What might happen for the Kingdom, if we all downsized enough to spend even a third of our time investing in children, youth, families, missions, solving complex problems, thinking of ways to change things that don’t work but no one has time to change.  Live on less, get mobile, stop fussing over your children, see the world, volunteer doing something rewarding.  It is all out there but it does involve risk and stepping out of what’s comfortable. Seriously, do you want to die holding a big retirement account or leaving your money to children who don’t spend their own money wisely?  Why not invest it and yourself in something eternal and fun!

I had a conversation with a man just yesterday who is thinking about leaving his career to do ministry with rodeo families.  His struggle is walking away from those great benefits. I know it is hard to imagine life without the great benefits from your job or the big check each month but are they worth the pressure and the frustration and the boredom? 

There are lots of other ladders out there.  Climb one, the view is worth it.

1 comment October 19, 2007

Clogged up.

When I first started writing this daily or at least regular weblog, I thought I would write about where we were traveling, vent a little about life and what I was learning about it and maybe add a little humor if I had any.  I wasn’t sure what kind of response I would get and since I had never done it before, thought maybe I would do it until something better came along. 

That was 10 months ago and 181 posts later and what I started doing to fill time has become something bigger and more significant then I ever would have predicted and though I now have other things to do, I still try to write first and do the other things next.  It is that important to me.

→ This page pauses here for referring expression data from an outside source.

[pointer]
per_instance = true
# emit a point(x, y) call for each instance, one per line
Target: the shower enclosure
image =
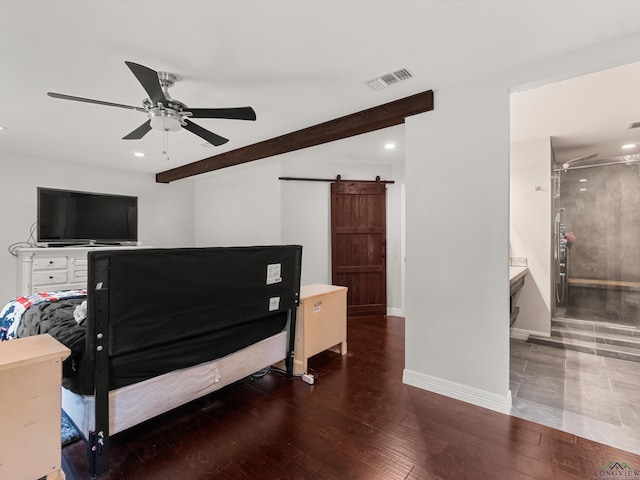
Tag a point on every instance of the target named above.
point(596, 240)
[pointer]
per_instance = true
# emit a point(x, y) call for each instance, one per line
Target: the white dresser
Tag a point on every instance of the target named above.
point(54, 268)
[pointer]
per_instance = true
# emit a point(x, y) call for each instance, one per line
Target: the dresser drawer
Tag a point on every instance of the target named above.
point(78, 270)
point(51, 263)
point(49, 278)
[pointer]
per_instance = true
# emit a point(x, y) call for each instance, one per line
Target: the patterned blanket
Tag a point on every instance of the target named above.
point(12, 313)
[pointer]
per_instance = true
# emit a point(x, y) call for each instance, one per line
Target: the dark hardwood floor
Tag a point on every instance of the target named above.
point(358, 421)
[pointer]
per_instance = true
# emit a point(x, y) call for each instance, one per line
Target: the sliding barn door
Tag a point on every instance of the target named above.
point(358, 245)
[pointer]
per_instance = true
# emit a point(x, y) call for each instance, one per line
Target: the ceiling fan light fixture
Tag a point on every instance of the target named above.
point(165, 120)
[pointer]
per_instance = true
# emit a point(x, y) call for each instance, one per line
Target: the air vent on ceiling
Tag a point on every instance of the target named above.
point(384, 80)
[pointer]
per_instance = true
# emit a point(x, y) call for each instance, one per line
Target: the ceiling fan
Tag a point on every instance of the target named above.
point(163, 112)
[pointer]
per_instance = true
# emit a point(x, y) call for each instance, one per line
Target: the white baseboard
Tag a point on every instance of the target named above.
point(481, 398)
point(522, 334)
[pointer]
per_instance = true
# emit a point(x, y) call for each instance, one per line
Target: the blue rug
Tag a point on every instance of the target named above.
point(69, 431)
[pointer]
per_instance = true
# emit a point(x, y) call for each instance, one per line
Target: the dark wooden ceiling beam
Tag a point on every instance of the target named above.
point(365, 121)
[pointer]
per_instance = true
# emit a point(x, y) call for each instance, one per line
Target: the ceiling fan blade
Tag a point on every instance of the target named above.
point(139, 132)
point(210, 137)
point(62, 96)
point(150, 82)
point(240, 113)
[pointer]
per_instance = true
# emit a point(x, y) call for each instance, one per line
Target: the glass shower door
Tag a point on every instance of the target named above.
point(596, 241)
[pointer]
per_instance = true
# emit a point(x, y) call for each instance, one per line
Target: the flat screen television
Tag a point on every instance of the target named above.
point(67, 217)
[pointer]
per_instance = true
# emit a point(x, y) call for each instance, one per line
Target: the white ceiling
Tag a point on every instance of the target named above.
point(584, 115)
point(298, 63)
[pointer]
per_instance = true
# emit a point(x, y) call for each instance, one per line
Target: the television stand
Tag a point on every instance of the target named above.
point(56, 268)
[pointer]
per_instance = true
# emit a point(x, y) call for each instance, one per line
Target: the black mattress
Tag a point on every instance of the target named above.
point(158, 310)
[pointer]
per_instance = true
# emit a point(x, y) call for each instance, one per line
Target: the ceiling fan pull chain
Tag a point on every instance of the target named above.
point(165, 145)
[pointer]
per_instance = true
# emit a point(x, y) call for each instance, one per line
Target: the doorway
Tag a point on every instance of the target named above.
point(358, 245)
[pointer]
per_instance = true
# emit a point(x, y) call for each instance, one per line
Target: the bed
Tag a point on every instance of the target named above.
point(167, 326)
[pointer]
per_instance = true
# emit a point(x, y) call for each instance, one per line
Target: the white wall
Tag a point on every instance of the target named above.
point(530, 231)
point(457, 195)
point(239, 206)
point(165, 212)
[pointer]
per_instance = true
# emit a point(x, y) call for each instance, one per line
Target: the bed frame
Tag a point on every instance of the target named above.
point(172, 325)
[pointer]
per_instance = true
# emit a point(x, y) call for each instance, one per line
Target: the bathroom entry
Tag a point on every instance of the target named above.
point(596, 239)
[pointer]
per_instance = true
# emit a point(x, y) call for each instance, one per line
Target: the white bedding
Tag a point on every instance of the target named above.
point(133, 404)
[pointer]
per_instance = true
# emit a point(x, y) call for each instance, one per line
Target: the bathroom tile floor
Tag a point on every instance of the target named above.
point(590, 396)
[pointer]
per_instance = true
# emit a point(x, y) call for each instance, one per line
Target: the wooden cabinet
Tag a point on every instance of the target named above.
point(54, 268)
point(321, 323)
point(31, 373)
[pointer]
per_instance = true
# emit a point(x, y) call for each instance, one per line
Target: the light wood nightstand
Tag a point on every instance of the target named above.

Now even with something else to do, I have discovered writing is something I really like to do and with over 100 unique hits a day and more than 140 views per day, other people are apparently interested in what I have to say.  For the first few months, I wrote quite a bit about the parting of ways with the church I pastored for more than 16 years and that drew a fair amount of interest from people who were part of that parting but now the majority of the visits are from places other than the place I still call home, though there are a number of people out there who still read the Juniper View.  I am linked to several other blogs and websites so I get hits from those sites and for whatever reason people are visiting from a number of other countries.

What has happened, I guess is a little Family has come together here and that makes me want to take what I write and how regularly I write quite seriously.  I know there are several people who no longer are attending any church that read this journal for Spiritual food and so I want to make sure there is something for them when they drop by.

All of that to say, sometimes rather than being blogged up, that is having something worth while to write, I am more clogged up with nothing to say.  That has been the case most of the last week or so.  Today has been especially clogged.

In all the years I was a preaching pastor I never repeated a message, not one time.  I felt responsible to bring something fresh to the “table” every Sunday and for the most part I think I did. Even though the church grew a lot over the years and there were many who didn’t attend every Sunday, I still came each week with something new, as much for me as for those who came to hear.  I wanted to grow and learn so I forced myself to study and prepare in such a way that I was filled up, built up or stirred up, hoping that would transfer to those who listened.

It is still like that with the blogging, except the pay isn’t nearly as good.

What’s the point of all of this, you ask?  There are many who did not start with me on the Juniper Tree who have not read some of the things I wrote early on and maybe there are a few who would like to read something again but wouldn’t take the time to search for it in the archives of this site so here is the point.  On those days, like today, when I am more clogged up than blogged up, I am going to repost a blog from past days.  If you want to read it you can click the link and go right to it.

Thanks for reading and pray I get unclogged soon.